Best practices to maximize broadcast join performance:

  1. Cache broadcast tables: If you’re joining the same small table multiple times, cache it first. The broadcast will reuse the cached data.
lookup_df.cache().count()  # Materialize cache
result1 = table1.join(F.broadcast(lookup_df), "key")
result2 = table2.join(F.broadcast(lookup_df), "key")
  1. Filter before broadcasting: Reduce the broadcast table size by filtering unnecessary rows and columns first.
# Bad: Broadcasting entire table
result = orders.join(F.broadcast(products), "product_id")

# Good: Broadcasting only needed columns
products_slim = products.select("product_id", "name", "price")
result = orders.join(F.broadcast(products_slim), "product_id")
  1. Monitor executor memory: Watch for OOM errors in the Spark UI. If executors are dying during broadcast, reduce the broadcast threshold or increase executor memory.

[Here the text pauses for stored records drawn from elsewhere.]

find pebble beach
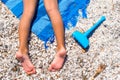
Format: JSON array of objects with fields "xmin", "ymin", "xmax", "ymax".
[{"xmin": 0, "ymin": 0, "xmax": 120, "ymax": 80}]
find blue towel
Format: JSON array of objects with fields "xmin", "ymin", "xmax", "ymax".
[{"xmin": 2, "ymin": 0, "xmax": 90, "ymax": 47}]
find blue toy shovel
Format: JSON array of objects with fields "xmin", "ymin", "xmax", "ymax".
[{"xmin": 72, "ymin": 16, "xmax": 106, "ymax": 49}]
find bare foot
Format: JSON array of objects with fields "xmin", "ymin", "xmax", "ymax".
[
  {"xmin": 48, "ymin": 48, "xmax": 67, "ymax": 71},
  {"xmin": 16, "ymin": 51, "xmax": 36, "ymax": 75}
]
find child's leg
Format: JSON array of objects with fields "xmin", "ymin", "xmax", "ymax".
[
  {"xmin": 44, "ymin": 0, "xmax": 66, "ymax": 71},
  {"xmin": 16, "ymin": 0, "xmax": 37, "ymax": 74}
]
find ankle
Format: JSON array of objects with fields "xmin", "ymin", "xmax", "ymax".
[{"xmin": 18, "ymin": 48, "xmax": 28, "ymax": 54}]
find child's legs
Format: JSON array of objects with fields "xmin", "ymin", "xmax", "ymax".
[
  {"xmin": 19, "ymin": 0, "xmax": 37, "ymax": 52},
  {"xmin": 16, "ymin": 0, "xmax": 37, "ymax": 74},
  {"xmin": 44, "ymin": 0, "xmax": 66, "ymax": 71},
  {"xmin": 44, "ymin": 0, "xmax": 64, "ymax": 48}
]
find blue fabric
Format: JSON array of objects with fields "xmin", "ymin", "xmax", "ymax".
[{"xmin": 2, "ymin": 0, "xmax": 90, "ymax": 48}]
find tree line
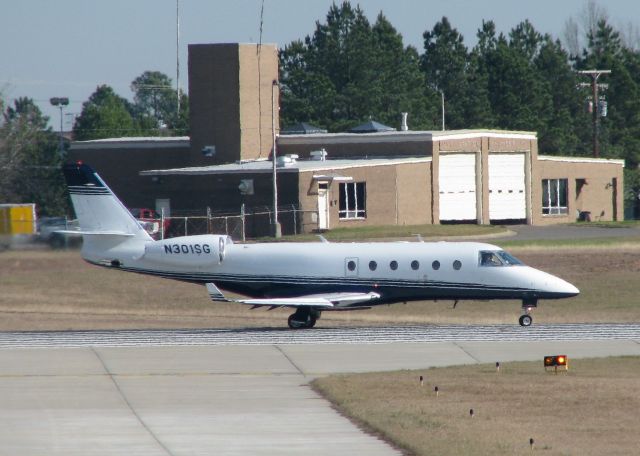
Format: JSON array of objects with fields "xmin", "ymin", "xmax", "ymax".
[
  {"xmin": 279, "ymin": 2, "xmax": 640, "ymax": 212},
  {"xmin": 0, "ymin": 1, "xmax": 640, "ymax": 215}
]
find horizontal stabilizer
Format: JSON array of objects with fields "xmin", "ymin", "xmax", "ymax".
[{"xmin": 54, "ymin": 230, "xmax": 135, "ymax": 237}]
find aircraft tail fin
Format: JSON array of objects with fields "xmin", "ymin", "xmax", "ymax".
[{"xmin": 63, "ymin": 163, "xmax": 153, "ymax": 242}]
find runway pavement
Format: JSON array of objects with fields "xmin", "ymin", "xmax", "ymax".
[{"xmin": 0, "ymin": 325, "xmax": 640, "ymax": 455}]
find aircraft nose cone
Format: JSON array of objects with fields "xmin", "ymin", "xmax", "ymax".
[
  {"xmin": 563, "ymin": 280, "xmax": 580, "ymax": 296},
  {"xmin": 548, "ymin": 276, "xmax": 580, "ymax": 298}
]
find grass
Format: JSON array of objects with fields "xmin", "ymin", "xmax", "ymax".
[
  {"xmin": 259, "ymin": 224, "xmax": 507, "ymax": 242},
  {"xmin": 313, "ymin": 357, "xmax": 640, "ymax": 456},
  {"xmin": 0, "ymin": 238, "xmax": 640, "ymax": 330}
]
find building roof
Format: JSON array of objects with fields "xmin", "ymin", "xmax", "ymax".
[
  {"xmin": 140, "ymin": 157, "xmax": 431, "ymax": 176},
  {"xmin": 349, "ymin": 120, "xmax": 396, "ymax": 133},
  {"xmin": 538, "ymin": 155, "xmax": 624, "ymax": 168},
  {"xmin": 280, "ymin": 122, "xmax": 327, "ymax": 135},
  {"xmin": 278, "ymin": 130, "xmax": 537, "ymax": 144},
  {"xmin": 71, "ymin": 136, "xmax": 191, "ymax": 150}
]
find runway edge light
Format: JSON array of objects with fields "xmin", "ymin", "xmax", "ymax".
[{"xmin": 544, "ymin": 355, "xmax": 569, "ymax": 372}]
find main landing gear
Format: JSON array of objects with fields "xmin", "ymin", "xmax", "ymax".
[
  {"xmin": 288, "ymin": 307, "xmax": 320, "ymax": 329},
  {"xmin": 518, "ymin": 298, "xmax": 538, "ymax": 326}
]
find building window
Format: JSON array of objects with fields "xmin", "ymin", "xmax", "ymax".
[
  {"xmin": 339, "ymin": 182, "xmax": 367, "ymax": 220},
  {"xmin": 542, "ymin": 179, "xmax": 568, "ymax": 215}
]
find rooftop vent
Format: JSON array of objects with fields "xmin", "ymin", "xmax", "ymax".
[
  {"xmin": 400, "ymin": 112, "xmax": 409, "ymax": 131},
  {"xmin": 309, "ymin": 148, "xmax": 327, "ymax": 161},
  {"xmin": 276, "ymin": 154, "xmax": 298, "ymax": 168}
]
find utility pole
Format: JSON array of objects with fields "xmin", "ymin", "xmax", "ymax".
[
  {"xmin": 176, "ymin": 0, "xmax": 180, "ymax": 115},
  {"xmin": 578, "ymin": 70, "xmax": 611, "ymax": 158},
  {"xmin": 271, "ymin": 79, "xmax": 282, "ymax": 239}
]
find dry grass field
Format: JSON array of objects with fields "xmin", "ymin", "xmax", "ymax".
[
  {"xmin": 313, "ymin": 357, "xmax": 640, "ymax": 456},
  {"xmin": 0, "ymin": 243, "xmax": 640, "ymax": 330}
]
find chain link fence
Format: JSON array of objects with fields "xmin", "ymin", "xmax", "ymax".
[{"xmin": 159, "ymin": 205, "xmax": 318, "ymax": 241}]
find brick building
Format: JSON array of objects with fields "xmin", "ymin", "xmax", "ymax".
[{"xmin": 71, "ymin": 44, "xmax": 624, "ymax": 234}]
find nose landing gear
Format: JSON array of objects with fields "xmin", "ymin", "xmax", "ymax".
[
  {"xmin": 518, "ymin": 298, "xmax": 538, "ymax": 327},
  {"xmin": 288, "ymin": 307, "xmax": 320, "ymax": 329}
]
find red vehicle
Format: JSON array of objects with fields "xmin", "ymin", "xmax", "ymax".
[{"xmin": 129, "ymin": 207, "xmax": 171, "ymax": 239}]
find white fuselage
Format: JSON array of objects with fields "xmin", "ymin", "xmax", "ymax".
[{"xmin": 83, "ymin": 235, "xmax": 578, "ymax": 305}]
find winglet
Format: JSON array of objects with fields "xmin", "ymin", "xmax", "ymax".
[{"xmin": 207, "ymin": 282, "xmax": 228, "ymax": 301}]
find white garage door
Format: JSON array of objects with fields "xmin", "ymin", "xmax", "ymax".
[
  {"xmin": 440, "ymin": 154, "xmax": 476, "ymax": 220},
  {"xmin": 489, "ymin": 154, "xmax": 527, "ymax": 220}
]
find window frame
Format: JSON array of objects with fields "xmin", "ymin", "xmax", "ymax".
[
  {"xmin": 542, "ymin": 178, "xmax": 569, "ymax": 216},
  {"xmin": 338, "ymin": 182, "xmax": 367, "ymax": 220}
]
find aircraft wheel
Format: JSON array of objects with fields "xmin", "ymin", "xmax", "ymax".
[
  {"xmin": 287, "ymin": 312, "xmax": 318, "ymax": 329},
  {"xmin": 518, "ymin": 315, "xmax": 533, "ymax": 326}
]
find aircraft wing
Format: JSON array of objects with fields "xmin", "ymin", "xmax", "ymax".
[{"xmin": 207, "ymin": 283, "xmax": 380, "ymax": 309}]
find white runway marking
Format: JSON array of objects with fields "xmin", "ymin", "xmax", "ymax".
[{"xmin": 0, "ymin": 324, "xmax": 640, "ymax": 349}]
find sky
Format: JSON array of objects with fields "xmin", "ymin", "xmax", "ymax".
[{"xmin": 0, "ymin": 0, "xmax": 640, "ymax": 130}]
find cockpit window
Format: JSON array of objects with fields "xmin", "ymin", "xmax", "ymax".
[
  {"xmin": 496, "ymin": 250, "xmax": 524, "ymax": 266},
  {"xmin": 479, "ymin": 250, "xmax": 522, "ymax": 267},
  {"xmin": 480, "ymin": 252, "xmax": 502, "ymax": 266}
]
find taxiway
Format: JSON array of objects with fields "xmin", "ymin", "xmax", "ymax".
[{"xmin": 0, "ymin": 325, "xmax": 640, "ymax": 455}]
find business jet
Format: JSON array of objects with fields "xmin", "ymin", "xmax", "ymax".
[{"xmin": 63, "ymin": 163, "xmax": 579, "ymax": 329}]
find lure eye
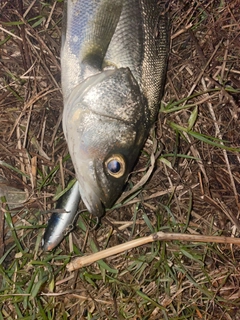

  2. Set explicit timeouts: Large broadcasts can timeout. Adjust if needed:

spark.conf.set("spark.sql.broadcastTimeout", 600)  # 10 minutes

Conclusion

Broadcast joins are one of the highest-impact optimizations in your PySpark toolkit. The pattern is straightforward: identify small tables in your joins, verify they fit in executor memory, and apply the broadcast hint.

Start by auditing your existing jobs with .explain(). Look for SortMergeJoin operations where one side is a dimension or lookup table. Add explicit F.broadcast() hints and measure the improvement. For most star-schema workloads, you’ll find several joins that benefit immediately.

The explicit hint approach keeps your optimization intentions visible in code, making it easier for future maintainers to understand why certain joins perform well—and to adjust when data volumes change.